Miguel Hernández y la Generación del 27

Pero existen otros muchos tópicos sobre Miguel Hernández,  como por ejemplo, su idílica relación con la generación del 27. Sin embargo, sus biógrafos reconocen que sufrió el desprecio y rechazo de muchos intelectuales de la época, empezando por Federico García Lorca, siguiendo por Alberti y pasando por Luis Cernuda. Sólo hubo dos casos que intentaron acercarse a él, Vicente Aleixandre y Manuel Altoaguirre.

El joven Miguel Hernández, aunque nacido en 1910 y por lo tanto más joven que los autores del 27, llega a Madrid con su halo provinciano y choca con este grupo de poetas burgueses que por diversos motivos no admitían más socios, y sobre todo a un tosco muchacho de provincias.

Pero Miguel Hernández empezó a hacerle sombra a Lorca y este no lo podía soportar. Lorca, al parecer, dio órdenes expresas de que no le dejaran entrar donde él acudía. El desprecio era literario y personal. Dicen que Lorca tenía alergia a Miguel Hernández porque no soportaba a los rústicos, a aquellos que no se cuidaban y no mostraban un aspecto burgués.

María Zambrano
Tampoco Alberti soportó nunca a Hernández porque le robó la etiqueta de poeta del pueblo. Y es que Miguel Hernández le recriminó pasar la guerra abrigado en la sede de la Alianza de Intelectuales en Madrid y no en la primera línea de fuego jugándose la vida. También porque durante la Guerra Civil Hernández irrumpe un día en el edificio de la Alianza y al ver el festín que se estaba preparando no pudo ocultar su enfado ante lo que él creía un gran derroche mientras otros camaradas morían en los campos de batalla. Así, el poeta de Orihuela, dirigiéndose entonces a Alberti se cuenta que le dice: «Aquí hay mucha puta y mucho hijo de puta». Al parecer, estas palabras fueron escuchadas por Mª Teresa León, mujer de Alberti, quien muy enfadada se dirige a Hernández y le espeta: «No tienes ningún derecho a hablar así de una mujer y extender ese juicio a todas las mujeres de la Alianza. Eso no es de hombres.». A continuación le dio una bofetada.

Por el contrario, Aleixandre y Neruda hablan siempre de Hernández como una  persona muy humana.

Miguel Hernández y su obra

A pesar de que se le integra dentro de la Generación del 27, la creativa de Hernández está alejada de ellos ya que está profundamente anclada en su vida y experiencia personal.

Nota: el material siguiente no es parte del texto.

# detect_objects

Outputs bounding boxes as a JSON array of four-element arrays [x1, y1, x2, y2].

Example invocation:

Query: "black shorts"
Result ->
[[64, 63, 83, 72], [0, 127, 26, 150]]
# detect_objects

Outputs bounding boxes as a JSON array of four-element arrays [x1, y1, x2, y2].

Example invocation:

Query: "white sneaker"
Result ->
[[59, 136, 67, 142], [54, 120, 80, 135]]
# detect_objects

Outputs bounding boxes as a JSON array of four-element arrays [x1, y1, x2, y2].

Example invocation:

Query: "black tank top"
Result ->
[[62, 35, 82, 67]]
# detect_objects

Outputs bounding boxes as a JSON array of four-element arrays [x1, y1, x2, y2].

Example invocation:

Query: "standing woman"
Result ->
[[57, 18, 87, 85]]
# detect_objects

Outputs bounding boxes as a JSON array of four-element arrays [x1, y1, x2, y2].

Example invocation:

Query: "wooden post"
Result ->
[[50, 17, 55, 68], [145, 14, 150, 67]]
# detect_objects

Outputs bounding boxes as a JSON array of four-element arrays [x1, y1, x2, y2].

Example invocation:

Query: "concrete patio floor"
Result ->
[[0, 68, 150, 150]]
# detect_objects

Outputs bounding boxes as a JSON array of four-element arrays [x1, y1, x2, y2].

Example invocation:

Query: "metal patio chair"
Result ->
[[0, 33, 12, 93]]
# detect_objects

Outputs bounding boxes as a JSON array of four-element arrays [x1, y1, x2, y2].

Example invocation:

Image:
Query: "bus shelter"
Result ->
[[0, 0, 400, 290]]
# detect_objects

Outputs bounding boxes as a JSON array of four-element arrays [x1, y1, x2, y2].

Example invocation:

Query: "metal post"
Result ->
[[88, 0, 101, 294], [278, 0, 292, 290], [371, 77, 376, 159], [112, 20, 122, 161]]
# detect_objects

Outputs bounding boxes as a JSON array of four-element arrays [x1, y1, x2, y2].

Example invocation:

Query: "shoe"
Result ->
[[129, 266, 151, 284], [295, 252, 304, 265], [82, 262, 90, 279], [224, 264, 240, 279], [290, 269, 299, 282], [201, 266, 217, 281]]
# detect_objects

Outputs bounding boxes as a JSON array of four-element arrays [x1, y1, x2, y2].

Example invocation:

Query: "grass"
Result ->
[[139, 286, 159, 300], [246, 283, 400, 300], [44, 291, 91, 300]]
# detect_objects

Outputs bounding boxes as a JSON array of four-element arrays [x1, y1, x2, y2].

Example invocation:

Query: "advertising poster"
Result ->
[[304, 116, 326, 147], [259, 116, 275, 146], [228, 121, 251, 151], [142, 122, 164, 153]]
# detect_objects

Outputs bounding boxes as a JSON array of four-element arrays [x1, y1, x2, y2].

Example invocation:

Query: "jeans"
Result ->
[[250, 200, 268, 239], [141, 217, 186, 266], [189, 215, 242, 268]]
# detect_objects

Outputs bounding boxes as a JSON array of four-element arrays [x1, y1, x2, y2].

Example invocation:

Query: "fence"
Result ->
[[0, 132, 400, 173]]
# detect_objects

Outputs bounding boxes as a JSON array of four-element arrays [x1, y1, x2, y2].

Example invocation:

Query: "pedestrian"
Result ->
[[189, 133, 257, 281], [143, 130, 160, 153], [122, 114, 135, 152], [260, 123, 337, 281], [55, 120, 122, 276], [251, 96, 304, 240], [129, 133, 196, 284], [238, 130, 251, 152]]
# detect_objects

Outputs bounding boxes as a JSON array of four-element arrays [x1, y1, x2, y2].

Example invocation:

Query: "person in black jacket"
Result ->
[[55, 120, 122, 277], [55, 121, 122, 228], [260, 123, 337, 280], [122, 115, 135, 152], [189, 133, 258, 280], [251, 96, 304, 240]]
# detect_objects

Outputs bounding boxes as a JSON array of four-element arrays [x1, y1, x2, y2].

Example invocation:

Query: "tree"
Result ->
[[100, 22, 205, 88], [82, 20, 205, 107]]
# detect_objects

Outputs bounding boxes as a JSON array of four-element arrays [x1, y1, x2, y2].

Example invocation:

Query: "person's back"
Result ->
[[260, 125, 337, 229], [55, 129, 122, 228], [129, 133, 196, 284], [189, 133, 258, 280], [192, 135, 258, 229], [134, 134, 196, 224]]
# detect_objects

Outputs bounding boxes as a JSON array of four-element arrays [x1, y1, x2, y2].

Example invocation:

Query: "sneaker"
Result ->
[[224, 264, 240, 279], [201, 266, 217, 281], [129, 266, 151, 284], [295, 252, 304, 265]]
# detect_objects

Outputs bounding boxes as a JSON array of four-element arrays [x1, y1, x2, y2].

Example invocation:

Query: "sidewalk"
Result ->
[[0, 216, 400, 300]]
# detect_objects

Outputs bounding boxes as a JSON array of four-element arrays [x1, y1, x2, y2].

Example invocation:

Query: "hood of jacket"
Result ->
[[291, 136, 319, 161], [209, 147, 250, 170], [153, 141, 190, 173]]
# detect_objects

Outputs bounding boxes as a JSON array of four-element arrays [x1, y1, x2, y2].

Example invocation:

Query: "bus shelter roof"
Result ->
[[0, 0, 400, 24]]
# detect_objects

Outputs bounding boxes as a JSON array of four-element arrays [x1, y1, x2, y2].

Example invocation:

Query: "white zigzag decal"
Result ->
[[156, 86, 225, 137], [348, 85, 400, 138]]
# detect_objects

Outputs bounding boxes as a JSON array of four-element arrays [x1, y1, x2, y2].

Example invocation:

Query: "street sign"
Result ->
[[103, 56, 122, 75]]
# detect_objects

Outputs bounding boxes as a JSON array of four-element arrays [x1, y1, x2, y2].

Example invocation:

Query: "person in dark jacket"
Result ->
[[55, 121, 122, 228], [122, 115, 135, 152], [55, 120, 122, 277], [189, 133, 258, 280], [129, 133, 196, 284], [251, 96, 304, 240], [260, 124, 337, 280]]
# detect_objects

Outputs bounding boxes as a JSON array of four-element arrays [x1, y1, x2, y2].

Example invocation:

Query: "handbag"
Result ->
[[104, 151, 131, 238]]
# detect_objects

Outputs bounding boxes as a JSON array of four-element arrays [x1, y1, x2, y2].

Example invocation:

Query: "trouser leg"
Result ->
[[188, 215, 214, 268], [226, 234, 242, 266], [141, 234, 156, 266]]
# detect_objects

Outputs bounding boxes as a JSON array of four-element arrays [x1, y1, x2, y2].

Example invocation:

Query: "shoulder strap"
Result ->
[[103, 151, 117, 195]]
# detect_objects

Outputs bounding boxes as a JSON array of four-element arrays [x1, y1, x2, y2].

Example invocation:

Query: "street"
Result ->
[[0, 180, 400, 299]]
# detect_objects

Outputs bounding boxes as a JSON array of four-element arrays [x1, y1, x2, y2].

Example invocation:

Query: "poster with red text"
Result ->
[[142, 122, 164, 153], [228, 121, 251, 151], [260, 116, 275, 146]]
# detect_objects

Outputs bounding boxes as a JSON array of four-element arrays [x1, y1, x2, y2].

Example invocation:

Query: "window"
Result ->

Su interés acaparó varios géneros. Escribió poesía, teatro e incluso crónica periodística. Sus libros de guerra y el Cancionero y romancero de ausencias pertenecen a la historia de la poesía de resistencia europea. Supo resolver el compromiso con la altura poética, y esto es lo que da trascendencia a la poesía de Hernández.

Después de su muerte, en 1942, vino el silencio y la ocultación, su "infravaloración" como poeta. En los años 50 se le rescata, pero sólo como símbolo de la izquierda y se elige lo más beligerante de su obra.

Sin embargo, los estudiosos de su obra señalan que no se conocen todos los libros de poesía de Hernández y que aún queda pendiente su reconocimiento.